Una storia di famiglia e di amicizia, attraverso gli anni '70 e '80, che inizia a Cleveland e si conclude a New York. Tratto dal romanzo omonimo del Premio Pulitzer Michael Cunningham.

Storie di amicizia

Ricordando Il grande freddo, American Graffiti, lo stesso Forrest Gump, Una casa alla fine del mondo è uno di quei film che si appoggiano alla nostra memoria, ci riportano in tempi e periodi in cui la musica è una colonna sonora (e che colonna sonora!) che scandisce ogni minuto, ogni secondo dei giorni che trascorrono.

Nella periferia di Cleveland nel 1967 Bobby è un ragazzino che vive l'atmosfera degli anni'60 sotto la guida del fratello più grande che lo introduce alle droghe e ai messaggi "peace and love". L'improvvisa e tragica morte del suo punto di riferimento (la sequenza della morte del fratello è realmente impressionante), priva Bobby di una famiglia sostituita dall'amicizia con Jonathan, suo coetaneo, e da sua madre, entrambi affascinati dal suo modo di essere e dalla sua libertà nel vivere. Il tempo passa, e negli anni '80, Bobby conosce Clare, curiosa ragazza che condivide un appartamento con Jonathan. Fra i due nascerà una relazione che cambierà per sempre il destino dei tre amici.

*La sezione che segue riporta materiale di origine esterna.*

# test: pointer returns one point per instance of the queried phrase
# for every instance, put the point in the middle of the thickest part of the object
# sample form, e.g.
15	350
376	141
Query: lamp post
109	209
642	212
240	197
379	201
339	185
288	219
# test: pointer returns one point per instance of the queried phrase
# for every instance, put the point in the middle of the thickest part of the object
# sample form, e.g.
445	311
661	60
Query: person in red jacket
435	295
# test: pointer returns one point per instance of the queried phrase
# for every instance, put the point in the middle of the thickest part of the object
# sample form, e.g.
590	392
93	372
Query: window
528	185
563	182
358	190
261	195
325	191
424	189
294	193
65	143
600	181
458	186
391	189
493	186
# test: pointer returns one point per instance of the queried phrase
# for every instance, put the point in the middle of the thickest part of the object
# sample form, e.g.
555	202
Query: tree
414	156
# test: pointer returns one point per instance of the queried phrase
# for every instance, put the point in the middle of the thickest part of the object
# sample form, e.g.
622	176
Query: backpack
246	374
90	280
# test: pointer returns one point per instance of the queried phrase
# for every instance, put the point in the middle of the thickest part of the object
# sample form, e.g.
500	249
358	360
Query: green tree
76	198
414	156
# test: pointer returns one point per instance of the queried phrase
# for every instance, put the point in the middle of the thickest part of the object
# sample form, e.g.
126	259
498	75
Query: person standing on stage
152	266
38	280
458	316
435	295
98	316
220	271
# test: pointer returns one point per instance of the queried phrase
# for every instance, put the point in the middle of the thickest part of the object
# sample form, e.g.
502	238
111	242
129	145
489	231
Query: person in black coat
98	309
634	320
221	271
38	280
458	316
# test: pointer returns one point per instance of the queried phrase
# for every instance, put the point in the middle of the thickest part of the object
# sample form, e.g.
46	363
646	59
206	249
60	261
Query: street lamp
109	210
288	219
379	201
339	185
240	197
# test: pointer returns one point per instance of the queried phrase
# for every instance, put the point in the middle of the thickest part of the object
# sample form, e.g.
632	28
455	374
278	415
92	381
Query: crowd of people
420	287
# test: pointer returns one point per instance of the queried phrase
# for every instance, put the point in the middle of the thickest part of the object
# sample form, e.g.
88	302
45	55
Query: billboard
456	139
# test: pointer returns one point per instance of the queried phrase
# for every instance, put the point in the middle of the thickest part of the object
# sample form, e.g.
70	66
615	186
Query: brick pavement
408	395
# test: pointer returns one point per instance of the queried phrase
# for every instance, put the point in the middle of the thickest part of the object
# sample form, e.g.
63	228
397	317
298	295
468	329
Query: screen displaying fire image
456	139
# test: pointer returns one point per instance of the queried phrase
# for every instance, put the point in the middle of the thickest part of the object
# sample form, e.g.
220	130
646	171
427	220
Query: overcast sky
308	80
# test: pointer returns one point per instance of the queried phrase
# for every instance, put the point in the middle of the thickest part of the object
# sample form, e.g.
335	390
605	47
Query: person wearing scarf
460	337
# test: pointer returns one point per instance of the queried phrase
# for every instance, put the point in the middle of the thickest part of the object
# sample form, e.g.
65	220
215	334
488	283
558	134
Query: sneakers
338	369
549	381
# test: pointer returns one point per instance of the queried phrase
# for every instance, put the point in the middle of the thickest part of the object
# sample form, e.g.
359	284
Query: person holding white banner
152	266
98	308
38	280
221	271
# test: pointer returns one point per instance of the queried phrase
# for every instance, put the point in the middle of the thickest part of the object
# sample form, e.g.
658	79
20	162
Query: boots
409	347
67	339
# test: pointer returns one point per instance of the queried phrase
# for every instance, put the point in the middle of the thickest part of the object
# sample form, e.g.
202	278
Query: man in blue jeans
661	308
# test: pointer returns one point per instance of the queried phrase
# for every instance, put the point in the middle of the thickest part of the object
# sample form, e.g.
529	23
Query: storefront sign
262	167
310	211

Tratto dall'omonimo romanzo di Michael Cunningham (premio Pulitzer per The Hours) che ha anche scritto la sceneggiatura, il film di Michael Mayer affronta i temi della famiglia, dell'amicizia, dell'amore e dell'omosessualità in periodi di grandi rivoluzioni (Il flower power e Woodstock) e di cambiamenti (i tempi dell'Aids e di Reagan) per la società statunitense.
Il taglio dato da Mayer non è particolarmente originale, soprattutto per il desiderio di ricercare uno stile di regia eighties volto a ricreare un'atmosfera molto diversa da quella di oggi. Gli interpreti al contrario, in particolar modo Dallas Roberts, riescono a creare una forte sintonia fra loro, dando alle relazioni una chimica che si fonde con la musica, co-protagonista per importanza ed emozionalità.

Una casa alla fine del mondo è intenso, piacevole da vedere, criticabile in alcuni dettagli, apprezzabile per il tentativo di fotografare una società "figlia dei fiori". Certamente non un film perfetto e indimenticabile, ma l'ora e mezza della sua durata scorre fra sorrisi e lacrime come le note di Because the Night cantata da Patti Smith.